Abstract
Tranformed-rule up and down psychophysical methods have gained great popularity, mainly because they combine criterion-free responses with an adaptive procedure allowing rapid determination of an average stimulus threshold at various criterion levels of correct responses. The statistical theory underlying the methods now in routine use is based on sets of consecutive responses with assumed constant probabilities of occurrence. The response rules requiring consecutive responses prevent the possibility of using the most desirable response criterion, that of 75% correct responses. The earliest transformed-rule up and down method, whose rules included nonconsecutive responses, did not contain this limitation but failed to become generally accepted, lacking a published theoretical foundation. Such a foundation is provided in this article and is validated empirically with the help of experiments on human subjects and a computer simulation. In addition to allowing the criterion of 75% correct responses, the method is more efficient than the methods excluding nonconsecutive responses in their rules.
Keywords: two-interval forced choice, adaptive procedure, response rule, nonconsecutive correct responses
Transformed-rule up and down (UDTR) methods seem to constitute the most popular group of psychophysical methods for stimulus detection experiments. The fundamentals of the methods were reviewed in a classical article of Levitt's appearing in 1970 (1). He refers to the original publications of Wetherill (2) and of Wetherill and Levitt (3) introducing these methods. The methods are usually applied in connection with a two-interval forced choice procedure and an automated step wise variation of the stimulus investigated. The latter is presented at random in one of two sequential time intervals marked by light flashes or some other markers. Usually, the probability of the stimulus appearing in one or the other time interval is 0.5. It is assumed that the probability of detecting the stimulus depends on its magnitude, which is controlled by a response rule. A typical rule goes as follows. The subject decides on the interval of time in which he/she thinks the stimulus was presented. Whenever the response is incorrect, the stimulus is increased by a predetermined constant step. After three consecutive correct responses, the stimulus is decreased by a step of the same size. If the probability of a correct response is Pc, the probability of an incorrect response must be Pi = 1 − Pc, because no other response possibilities are allowed, and the probability of either a correct or incorrect response must sum to unity: Pc + Pi = 1. If the probability of a correct response is Pc, then the probability of three consecutive correct responses must be Pc3. According to the accepted rule, this is the same probability as the probability of a step down in the stimulus magnitude: Pd = Pc3. The probability of a step up is, under the rule, Pu = Pi. The stimulus magnitude equilibrates when Pd = Pu. Because the sum of the probabilities Pd and Pu must equal unity, this means that Pu and Pd must become 0.5, so that Pc3 = 0.5 and Pc = (0.5) (1/3), or Pc = 0.794.

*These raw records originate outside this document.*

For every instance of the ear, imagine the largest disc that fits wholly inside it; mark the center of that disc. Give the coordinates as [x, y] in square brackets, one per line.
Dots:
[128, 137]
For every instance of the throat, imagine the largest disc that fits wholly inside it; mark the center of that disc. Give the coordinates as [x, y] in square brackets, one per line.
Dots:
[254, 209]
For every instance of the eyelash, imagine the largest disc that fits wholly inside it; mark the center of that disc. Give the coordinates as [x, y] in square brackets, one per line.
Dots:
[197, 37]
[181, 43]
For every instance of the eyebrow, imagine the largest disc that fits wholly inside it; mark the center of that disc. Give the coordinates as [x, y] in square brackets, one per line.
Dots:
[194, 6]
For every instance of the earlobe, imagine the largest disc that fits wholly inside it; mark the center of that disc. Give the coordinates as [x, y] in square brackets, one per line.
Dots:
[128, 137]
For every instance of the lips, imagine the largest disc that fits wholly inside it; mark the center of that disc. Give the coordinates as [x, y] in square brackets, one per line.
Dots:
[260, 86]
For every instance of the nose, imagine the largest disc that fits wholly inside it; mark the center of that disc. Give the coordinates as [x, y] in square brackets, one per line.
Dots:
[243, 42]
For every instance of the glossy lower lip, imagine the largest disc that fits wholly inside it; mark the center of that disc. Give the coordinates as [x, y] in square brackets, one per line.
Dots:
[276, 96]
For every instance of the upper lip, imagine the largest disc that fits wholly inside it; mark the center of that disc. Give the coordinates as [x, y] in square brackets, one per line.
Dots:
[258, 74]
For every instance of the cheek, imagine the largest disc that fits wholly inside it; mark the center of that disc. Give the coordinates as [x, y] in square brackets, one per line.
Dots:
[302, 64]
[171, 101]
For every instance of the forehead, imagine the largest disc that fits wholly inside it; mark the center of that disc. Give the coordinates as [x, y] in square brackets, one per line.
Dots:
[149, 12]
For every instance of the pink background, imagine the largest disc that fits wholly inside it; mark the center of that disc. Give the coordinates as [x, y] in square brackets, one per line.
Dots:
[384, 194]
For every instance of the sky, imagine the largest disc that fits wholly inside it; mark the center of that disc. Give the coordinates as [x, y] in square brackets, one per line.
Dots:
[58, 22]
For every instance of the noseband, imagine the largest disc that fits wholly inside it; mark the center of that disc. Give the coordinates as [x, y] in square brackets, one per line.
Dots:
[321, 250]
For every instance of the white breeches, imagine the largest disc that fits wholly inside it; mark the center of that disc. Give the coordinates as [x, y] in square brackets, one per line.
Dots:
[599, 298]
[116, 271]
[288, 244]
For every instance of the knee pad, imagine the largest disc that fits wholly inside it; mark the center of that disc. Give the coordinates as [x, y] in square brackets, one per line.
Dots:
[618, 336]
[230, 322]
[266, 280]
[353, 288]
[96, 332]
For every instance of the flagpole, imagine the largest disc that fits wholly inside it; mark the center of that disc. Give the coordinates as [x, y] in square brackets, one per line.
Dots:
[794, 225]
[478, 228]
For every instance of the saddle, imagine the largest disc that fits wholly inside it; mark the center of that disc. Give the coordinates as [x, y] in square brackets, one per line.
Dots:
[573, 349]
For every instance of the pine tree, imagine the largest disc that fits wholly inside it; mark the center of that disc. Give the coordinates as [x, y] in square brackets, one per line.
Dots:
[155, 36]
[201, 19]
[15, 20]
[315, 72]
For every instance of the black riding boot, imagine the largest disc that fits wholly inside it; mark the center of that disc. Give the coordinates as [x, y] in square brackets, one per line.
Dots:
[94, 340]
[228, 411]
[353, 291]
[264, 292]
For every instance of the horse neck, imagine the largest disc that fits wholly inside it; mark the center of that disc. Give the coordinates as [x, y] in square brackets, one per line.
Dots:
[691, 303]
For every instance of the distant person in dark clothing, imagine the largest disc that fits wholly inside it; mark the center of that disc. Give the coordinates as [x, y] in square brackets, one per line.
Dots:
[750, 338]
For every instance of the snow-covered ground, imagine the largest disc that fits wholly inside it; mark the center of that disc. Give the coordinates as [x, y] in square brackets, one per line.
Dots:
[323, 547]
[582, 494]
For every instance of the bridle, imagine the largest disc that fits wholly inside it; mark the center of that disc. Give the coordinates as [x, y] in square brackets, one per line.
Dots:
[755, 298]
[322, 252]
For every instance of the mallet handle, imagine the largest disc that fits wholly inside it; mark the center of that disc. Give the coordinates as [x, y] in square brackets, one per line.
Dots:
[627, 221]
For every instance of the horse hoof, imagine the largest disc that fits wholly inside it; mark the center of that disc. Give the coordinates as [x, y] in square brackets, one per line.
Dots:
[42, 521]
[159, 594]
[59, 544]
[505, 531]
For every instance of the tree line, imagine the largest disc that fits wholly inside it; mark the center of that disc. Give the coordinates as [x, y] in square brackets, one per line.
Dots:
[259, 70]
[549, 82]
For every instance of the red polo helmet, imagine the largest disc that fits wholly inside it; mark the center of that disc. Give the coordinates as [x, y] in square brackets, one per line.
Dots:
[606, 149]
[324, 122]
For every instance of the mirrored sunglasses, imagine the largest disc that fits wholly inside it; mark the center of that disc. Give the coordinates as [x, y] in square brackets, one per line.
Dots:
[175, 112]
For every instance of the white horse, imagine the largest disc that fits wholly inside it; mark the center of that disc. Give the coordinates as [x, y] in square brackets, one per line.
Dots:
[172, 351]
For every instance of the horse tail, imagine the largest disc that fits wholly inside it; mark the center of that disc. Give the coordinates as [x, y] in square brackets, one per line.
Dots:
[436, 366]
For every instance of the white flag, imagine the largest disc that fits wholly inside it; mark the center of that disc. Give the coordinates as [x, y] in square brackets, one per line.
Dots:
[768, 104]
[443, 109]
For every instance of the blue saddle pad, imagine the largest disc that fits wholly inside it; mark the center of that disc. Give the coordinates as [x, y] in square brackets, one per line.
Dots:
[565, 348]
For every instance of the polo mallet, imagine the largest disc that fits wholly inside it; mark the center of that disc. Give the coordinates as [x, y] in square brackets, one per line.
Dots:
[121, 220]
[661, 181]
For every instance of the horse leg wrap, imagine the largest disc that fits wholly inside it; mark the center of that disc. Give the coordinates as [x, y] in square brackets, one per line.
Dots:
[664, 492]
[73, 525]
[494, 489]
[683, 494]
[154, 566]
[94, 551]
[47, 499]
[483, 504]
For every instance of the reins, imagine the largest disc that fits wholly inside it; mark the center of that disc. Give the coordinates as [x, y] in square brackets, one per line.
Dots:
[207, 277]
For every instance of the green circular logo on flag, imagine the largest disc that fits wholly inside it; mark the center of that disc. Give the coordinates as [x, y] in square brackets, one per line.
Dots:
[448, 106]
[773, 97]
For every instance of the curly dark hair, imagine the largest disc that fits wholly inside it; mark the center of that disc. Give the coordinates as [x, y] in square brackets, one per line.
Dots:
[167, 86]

Instead of three consecutive correct responses, the rule may call for only two. Then, a target level of 0.707 correct responses is obtained. Many other rules are possible. As described by Levitt (1), they all have in common that they rely on sets of consecutive responses. Under these conditions, the probabilities of correct responses, and of incorrect responses, if such are involved in a set, remain constant within the set and allow the mathematical formulation exemplified above; the probability of a set occurring is the product of the component probabilities involved.
The UDTR methods sketched above have many advantages, as described by Levitt (1). Undoubtedly, they are the reason for their popularity. However, they have an uncomfortable deficiency. They fail to achieve the target of 75% correct responses obtained in constant-stimuli two-interval forced-choice procedures, which corresponds to 50% of positive responses in yes/no procedures. This target is important in processing of statistically distributed data.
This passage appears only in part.